Don’t be surprised if your consultant walks into a meeting on all fours! Well, maybe not your consultant but their helper in training. SAGIN has put the word “Care” into consulting. Over the past four years our consultants have participated in the early adoption and training of assist dogs. Ed Wierman, a Director in our Chicago office, has pioneered the effort to work with the KSDS program in Washington, Kansas. KSDS is a non-profit which has helped train and deploy assist service dogs for over 25 years placing over 500 assistance teams. KSDS provides guide and service dogs to people in need of assistance.
The program begins with a puppy that is carefully screened and assigned to their new adoptive parent for a period of 18 months. Ed Wierman has served as an adoptive parent/trainer for three dogs in the program. Dogs are to live and socialize with their new parent. This means going to work with them and everywhere else they go, be it an office, plane, train, etc.

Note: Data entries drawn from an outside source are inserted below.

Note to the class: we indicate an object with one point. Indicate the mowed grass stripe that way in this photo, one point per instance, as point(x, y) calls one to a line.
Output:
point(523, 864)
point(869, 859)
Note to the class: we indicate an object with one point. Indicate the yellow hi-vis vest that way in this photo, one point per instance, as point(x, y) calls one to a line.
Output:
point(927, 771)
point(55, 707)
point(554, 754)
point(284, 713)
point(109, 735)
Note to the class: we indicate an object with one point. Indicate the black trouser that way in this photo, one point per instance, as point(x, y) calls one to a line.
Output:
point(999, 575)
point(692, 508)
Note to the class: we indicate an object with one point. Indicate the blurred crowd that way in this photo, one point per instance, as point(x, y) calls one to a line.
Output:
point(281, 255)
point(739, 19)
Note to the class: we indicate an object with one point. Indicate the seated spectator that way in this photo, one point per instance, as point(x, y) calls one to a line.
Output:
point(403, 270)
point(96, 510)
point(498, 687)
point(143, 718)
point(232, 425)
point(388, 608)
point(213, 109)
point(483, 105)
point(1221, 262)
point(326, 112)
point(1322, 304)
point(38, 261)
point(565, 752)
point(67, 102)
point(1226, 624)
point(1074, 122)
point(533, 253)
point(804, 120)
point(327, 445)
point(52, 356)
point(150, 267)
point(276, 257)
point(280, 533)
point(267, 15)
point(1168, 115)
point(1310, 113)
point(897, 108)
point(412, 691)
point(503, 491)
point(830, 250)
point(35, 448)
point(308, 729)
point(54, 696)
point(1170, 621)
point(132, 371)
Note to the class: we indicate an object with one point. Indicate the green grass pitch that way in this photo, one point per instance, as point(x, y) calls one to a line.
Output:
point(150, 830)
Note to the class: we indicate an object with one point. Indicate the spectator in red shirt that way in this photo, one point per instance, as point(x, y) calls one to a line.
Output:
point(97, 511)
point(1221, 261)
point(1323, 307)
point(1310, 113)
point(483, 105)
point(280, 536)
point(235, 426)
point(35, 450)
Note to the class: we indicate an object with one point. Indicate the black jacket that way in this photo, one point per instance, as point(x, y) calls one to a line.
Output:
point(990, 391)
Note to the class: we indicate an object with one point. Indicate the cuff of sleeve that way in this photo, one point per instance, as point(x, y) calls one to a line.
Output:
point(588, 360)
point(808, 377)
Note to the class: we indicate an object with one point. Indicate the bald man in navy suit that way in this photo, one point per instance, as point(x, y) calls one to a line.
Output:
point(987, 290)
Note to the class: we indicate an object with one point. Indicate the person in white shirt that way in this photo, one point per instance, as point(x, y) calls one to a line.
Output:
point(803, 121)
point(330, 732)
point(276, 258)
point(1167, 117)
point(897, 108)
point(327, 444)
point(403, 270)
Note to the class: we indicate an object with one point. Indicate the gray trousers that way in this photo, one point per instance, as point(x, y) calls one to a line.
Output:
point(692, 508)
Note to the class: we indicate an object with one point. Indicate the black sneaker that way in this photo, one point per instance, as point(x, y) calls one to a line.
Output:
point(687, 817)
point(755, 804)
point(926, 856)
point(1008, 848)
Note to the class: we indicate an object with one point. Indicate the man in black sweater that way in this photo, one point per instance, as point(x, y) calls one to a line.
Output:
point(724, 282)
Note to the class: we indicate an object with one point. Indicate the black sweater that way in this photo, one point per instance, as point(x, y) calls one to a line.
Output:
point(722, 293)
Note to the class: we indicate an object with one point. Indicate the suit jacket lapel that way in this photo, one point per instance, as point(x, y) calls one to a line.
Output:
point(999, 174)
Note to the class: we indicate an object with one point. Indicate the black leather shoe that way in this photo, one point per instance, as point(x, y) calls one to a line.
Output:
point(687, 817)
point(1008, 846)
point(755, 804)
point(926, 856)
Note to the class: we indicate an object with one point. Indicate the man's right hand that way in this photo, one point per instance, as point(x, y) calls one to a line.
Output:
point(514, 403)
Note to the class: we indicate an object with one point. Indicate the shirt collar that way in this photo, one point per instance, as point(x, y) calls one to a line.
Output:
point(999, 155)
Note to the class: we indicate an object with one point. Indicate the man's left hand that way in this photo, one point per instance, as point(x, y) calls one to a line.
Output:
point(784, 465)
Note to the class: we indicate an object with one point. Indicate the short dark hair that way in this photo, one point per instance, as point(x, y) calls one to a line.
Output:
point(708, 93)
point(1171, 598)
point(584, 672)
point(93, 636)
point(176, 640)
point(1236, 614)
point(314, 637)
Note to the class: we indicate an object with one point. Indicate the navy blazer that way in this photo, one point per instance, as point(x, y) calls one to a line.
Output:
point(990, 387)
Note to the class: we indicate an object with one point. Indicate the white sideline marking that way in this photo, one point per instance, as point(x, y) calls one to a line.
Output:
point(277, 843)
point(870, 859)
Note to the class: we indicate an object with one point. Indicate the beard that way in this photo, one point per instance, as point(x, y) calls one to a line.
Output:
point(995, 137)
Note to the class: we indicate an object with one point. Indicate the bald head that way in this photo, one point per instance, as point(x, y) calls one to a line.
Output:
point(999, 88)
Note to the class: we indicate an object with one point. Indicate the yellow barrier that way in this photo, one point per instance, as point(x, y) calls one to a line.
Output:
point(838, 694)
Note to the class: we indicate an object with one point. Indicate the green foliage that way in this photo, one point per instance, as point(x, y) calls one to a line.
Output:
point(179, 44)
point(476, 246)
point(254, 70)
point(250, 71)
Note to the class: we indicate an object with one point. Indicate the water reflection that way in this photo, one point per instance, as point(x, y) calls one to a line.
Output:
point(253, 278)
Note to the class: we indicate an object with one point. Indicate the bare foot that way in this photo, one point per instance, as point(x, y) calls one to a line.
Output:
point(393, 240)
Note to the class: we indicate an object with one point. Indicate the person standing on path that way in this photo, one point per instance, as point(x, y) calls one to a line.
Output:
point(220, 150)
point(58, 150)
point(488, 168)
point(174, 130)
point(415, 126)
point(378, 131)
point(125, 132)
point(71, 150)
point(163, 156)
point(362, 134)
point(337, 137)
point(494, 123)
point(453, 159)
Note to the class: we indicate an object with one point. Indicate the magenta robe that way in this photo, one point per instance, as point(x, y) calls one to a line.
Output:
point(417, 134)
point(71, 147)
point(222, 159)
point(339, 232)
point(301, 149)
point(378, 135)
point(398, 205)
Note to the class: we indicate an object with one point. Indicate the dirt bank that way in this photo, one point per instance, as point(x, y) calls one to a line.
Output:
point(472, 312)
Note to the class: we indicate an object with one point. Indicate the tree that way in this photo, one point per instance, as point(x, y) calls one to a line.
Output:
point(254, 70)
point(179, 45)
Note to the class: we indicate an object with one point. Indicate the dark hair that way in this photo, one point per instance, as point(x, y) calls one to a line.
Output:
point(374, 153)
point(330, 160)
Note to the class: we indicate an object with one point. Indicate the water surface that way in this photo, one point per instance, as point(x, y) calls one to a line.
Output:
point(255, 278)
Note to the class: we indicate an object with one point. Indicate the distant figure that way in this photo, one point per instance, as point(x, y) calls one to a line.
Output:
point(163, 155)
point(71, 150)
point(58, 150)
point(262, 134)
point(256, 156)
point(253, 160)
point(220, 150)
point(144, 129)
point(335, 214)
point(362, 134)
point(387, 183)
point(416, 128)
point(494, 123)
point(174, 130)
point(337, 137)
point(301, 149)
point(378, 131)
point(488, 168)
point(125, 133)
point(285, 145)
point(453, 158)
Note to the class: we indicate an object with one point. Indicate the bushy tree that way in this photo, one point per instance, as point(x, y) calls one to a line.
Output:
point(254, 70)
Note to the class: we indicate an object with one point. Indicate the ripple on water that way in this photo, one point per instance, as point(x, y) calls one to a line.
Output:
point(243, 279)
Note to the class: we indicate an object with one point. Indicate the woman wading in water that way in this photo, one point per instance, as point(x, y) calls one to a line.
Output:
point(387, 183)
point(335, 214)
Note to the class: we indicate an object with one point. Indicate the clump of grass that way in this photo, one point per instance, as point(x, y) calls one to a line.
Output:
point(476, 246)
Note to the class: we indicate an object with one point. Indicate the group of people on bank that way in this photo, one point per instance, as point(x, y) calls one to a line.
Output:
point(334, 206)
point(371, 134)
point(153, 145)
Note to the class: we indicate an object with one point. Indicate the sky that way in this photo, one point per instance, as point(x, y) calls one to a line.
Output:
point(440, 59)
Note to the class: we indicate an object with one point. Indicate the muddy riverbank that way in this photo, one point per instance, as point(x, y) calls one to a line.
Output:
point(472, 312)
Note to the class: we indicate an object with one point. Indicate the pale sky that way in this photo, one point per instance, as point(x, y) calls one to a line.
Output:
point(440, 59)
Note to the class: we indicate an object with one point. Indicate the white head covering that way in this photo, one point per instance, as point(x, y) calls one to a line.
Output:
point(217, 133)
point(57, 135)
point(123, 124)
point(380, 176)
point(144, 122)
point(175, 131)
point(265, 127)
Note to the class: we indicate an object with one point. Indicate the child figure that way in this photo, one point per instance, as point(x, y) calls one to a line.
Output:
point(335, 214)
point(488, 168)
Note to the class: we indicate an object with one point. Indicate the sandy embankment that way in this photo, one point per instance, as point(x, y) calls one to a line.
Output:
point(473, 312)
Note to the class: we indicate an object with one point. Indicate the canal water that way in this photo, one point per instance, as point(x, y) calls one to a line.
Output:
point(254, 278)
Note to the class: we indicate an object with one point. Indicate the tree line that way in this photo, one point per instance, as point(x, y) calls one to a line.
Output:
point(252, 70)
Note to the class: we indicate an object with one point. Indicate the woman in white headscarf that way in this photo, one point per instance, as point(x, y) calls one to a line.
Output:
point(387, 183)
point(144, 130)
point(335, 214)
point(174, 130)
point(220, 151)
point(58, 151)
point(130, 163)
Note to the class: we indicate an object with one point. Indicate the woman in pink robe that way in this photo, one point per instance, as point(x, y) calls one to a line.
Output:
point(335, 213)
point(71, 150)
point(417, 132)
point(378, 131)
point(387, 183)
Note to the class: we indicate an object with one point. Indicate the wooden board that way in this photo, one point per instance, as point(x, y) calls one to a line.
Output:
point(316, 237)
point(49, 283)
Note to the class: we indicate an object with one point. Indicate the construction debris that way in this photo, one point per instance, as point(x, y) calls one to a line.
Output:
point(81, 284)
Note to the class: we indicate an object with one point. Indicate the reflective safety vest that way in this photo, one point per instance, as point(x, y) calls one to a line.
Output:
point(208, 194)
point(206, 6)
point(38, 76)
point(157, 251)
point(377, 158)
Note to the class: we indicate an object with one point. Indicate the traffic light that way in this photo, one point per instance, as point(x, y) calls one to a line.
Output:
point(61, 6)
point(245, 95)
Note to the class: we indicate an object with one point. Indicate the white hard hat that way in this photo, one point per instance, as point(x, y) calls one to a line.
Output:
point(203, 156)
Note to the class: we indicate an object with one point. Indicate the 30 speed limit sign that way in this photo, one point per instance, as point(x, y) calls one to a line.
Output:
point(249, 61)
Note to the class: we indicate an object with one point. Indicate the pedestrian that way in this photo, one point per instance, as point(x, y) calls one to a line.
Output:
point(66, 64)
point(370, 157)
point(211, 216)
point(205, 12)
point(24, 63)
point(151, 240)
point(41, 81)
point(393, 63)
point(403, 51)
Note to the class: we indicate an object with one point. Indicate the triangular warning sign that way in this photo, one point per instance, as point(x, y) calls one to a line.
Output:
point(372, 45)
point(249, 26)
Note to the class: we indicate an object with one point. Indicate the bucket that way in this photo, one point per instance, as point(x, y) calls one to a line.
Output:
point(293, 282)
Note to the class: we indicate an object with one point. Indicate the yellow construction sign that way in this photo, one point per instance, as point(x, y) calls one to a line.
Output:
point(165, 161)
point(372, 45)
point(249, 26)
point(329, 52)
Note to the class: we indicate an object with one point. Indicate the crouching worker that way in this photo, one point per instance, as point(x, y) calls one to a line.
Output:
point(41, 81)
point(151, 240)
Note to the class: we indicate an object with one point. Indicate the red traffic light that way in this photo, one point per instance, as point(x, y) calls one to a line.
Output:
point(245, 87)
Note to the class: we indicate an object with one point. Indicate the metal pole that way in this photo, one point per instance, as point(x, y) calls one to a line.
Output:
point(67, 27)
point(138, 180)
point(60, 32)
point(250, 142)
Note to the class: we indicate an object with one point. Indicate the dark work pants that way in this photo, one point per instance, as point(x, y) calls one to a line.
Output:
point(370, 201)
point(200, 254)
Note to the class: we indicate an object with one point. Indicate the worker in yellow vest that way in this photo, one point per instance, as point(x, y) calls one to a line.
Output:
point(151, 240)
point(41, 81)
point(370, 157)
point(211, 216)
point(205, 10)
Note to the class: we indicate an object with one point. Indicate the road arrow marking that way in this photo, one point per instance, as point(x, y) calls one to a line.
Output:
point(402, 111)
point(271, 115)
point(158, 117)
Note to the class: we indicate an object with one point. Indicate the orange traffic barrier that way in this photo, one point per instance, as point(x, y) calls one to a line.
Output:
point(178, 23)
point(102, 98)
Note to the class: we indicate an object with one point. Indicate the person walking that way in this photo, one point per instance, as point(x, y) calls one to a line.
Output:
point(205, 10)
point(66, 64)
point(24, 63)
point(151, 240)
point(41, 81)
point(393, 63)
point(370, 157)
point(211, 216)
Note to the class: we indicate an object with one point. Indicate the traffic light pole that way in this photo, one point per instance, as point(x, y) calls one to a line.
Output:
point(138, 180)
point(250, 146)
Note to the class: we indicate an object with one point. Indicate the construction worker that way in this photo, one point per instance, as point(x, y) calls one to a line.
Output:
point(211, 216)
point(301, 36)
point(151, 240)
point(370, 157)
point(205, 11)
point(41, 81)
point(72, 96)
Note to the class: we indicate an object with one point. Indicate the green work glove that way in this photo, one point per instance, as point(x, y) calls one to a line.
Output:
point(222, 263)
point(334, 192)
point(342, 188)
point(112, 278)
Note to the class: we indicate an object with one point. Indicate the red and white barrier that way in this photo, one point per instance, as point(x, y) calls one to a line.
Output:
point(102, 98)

These dogs are amazing and provide a vital service to those in need of assistance who are challenged with everyday tasks we take for granted. Guide dogs are specially trained dogs to provide mobility assistance for individuals who are blind or visually impaired to travel safely from one place to another. They do this by navigating sidewalks, finding curbs and stairs, crossing streets safely, and avoiding obstacles including hanging ones. Service dogs are specially trained to provide assistance to people with physical disabilities, from individuals who use wheelchairs for mobility to those requiring a steady four-legged partner to balance them as they walk.
Some of their skills include retrieving dropped or selected items, assisting in dressing and undressing, pulling wheelchairs, bracing for balance or transfers, turning lights on and off, and opening and closing a variety of different types of doors.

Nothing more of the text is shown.